La vie est là simple et tranquille

Fran­cis DANNEMARK, Martha ou la plus grande joie, Le Cas­tor Astral, Escale des Let­tres, 2017, 122 p., 15€ /ePub : 7,99 €, ISBN : 979–10-278‑0120‑6

dannemark marthaAucune rumeur qui vienne de la ville ne trou­blerait les jours pais­i­bles qu’on peut vivre en Bour­gogne, dans un petit vil­lage aux bor­ds de l’Yonne, cette riv­ière qui va grossir la Seine pour­tant. Un vil­lage peu peu­plé, dont les habi­tants sont sym­pa­thiques et accueil­lants. Rien ne devrait donc entraver le court séjour que vont y faire Mar­tin et sa sœur Martha. Un peu par devoir, il s’agit de pren­dre soin d’une per­son­ne chère, cette Martha qui a un peu per­du la mémoire depuis son acci­dent ; un peu par hasard aus­si, la per­spec­tive de retrou­ver peut-être les traces écrites d’un père dis­paru et qui sait ? un secret de sa vie passée. C’est la douce impres­sion qu’on peut avoir en lisant les pre­mières pages du roman de Fran­cis Dan­nemark, Martha ou la plus grande joie. Entrée en matière avant la ren­con­tre avec la riv­ière, un paysage, soit, mais sans mièvrerie :

Après avoir tra­ver­sé la forêt en mul­ti­pli­ant tours et détours, comme si la ligne droite n’était jamais qu’une vue de l’esprit sans grand intérêt, la route venait de se trans­former en une douce courbe à flanc de coteau pour longer une vaste éten­due de champs de blé et de prairies où des vach­es, rares et loin­taines, avaient pris des pos­es pais­i­bles. Dans le ciel de ce début de juil­let, quelques nuages se lais­saient faire par le vent. L’un d’entre eux se pen­chait pour ramass­er son cha­peau. Léger, celui-ci lui avait déjà échap­pé deux fois. Je n’ai rien dit. Martha dor­mait, j’ai ralen­ti un peu pour prof­iter du spec­ta­cle.

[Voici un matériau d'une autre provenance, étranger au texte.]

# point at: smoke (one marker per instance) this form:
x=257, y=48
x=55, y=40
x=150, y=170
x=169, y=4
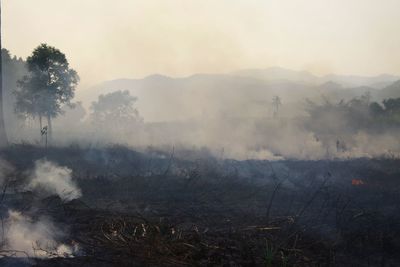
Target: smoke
x=50, y=179
x=32, y=234
x=26, y=237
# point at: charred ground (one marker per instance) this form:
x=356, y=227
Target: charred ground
x=181, y=208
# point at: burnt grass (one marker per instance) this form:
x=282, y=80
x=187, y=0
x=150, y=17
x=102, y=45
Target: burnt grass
x=187, y=208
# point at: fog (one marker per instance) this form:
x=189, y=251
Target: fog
x=210, y=73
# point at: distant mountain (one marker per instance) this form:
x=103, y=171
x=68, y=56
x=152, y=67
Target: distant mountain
x=391, y=91
x=246, y=93
x=277, y=73
x=355, y=81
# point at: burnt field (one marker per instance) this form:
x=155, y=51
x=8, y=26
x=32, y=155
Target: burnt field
x=187, y=208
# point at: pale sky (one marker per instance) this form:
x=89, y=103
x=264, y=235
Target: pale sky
x=106, y=39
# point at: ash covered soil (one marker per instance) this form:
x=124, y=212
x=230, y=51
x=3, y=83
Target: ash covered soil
x=187, y=208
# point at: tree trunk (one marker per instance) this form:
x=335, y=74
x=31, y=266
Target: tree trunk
x=40, y=128
x=50, y=128
x=3, y=135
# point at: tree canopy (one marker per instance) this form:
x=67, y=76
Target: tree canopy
x=49, y=84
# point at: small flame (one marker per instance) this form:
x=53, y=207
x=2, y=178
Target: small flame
x=357, y=182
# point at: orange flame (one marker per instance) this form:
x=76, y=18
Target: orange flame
x=357, y=182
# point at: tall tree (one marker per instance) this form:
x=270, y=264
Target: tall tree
x=49, y=85
x=3, y=135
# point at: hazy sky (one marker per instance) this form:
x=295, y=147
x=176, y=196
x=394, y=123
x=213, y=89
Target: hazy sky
x=106, y=39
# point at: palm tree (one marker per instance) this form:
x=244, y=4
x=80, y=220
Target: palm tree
x=3, y=135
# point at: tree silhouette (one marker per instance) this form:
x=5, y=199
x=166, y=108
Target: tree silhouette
x=3, y=135
x=49, y=85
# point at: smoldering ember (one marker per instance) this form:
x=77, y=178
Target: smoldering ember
x=270, y=138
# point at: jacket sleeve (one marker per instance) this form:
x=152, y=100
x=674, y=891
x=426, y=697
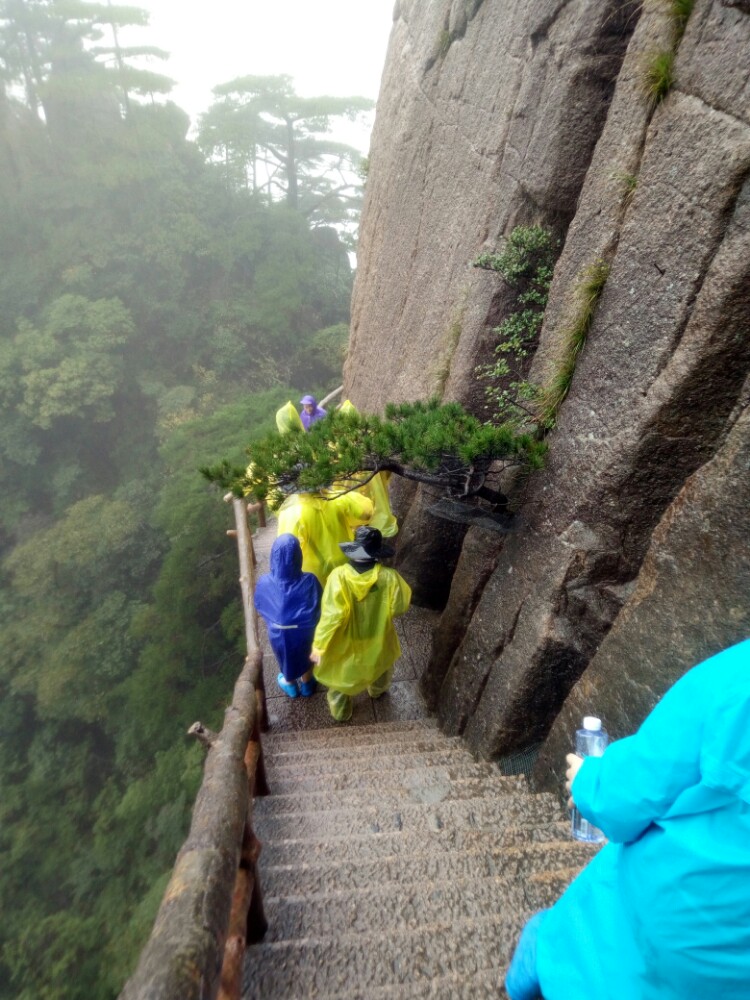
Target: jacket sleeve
x=334, y=613
x=638, y=779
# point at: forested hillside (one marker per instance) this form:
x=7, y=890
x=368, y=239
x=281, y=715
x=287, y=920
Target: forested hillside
x=159, y=298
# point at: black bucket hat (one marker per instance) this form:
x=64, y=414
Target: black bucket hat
x=367, y=546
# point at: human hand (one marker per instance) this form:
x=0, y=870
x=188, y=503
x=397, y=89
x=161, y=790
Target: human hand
x=574, y=763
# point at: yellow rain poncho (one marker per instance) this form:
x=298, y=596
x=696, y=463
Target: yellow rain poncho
x=355, y=635
x=320, y=525
x=288, y=419
x=376, y=490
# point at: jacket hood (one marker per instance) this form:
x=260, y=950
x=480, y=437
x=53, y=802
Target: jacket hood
x=286, y=558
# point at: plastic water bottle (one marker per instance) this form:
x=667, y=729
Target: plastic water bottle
x=591, y=741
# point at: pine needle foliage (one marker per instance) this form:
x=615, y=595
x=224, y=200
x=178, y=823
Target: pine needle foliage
x=442, y=445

Et on a bien rai­son d’avoir con­fi­ance, la mai­son d’hôtes sera jolie et con­fort­able, la vieille voiture en panne sera réparée, le garag­iste sera un chauf­feur et un guide atten­tif et la per­son­ne sur­prise qui les a invités à lui ren­dre vis­ite une char­mante vieille dame à décou­vrir et puis à écouter, car elle a bien des choses à racon­ter. Le cadre demeure de bout en bout enchanteur. Mais des remous se man­i­fes­tent bien­tôt. Non là où on pour­rait les crain­dre, du côté de la san­té de Martha, par exem­ple. Au con­traire, elle se sent très bien et des pans entiers de son passé lui revi­en­nent par à‑coups. Le brouil­lage vient d’ailleurs et du réc­it de cette Jeanne qui ne peut s’empêcher de racon­ter sa vie et surtout d’avouer qu’elle a aimé le père de ces deux per­son­nes qu’elle a souhaité ren­con­tr­er, le frère et la sœur qui l’écoutent avec pas­sion.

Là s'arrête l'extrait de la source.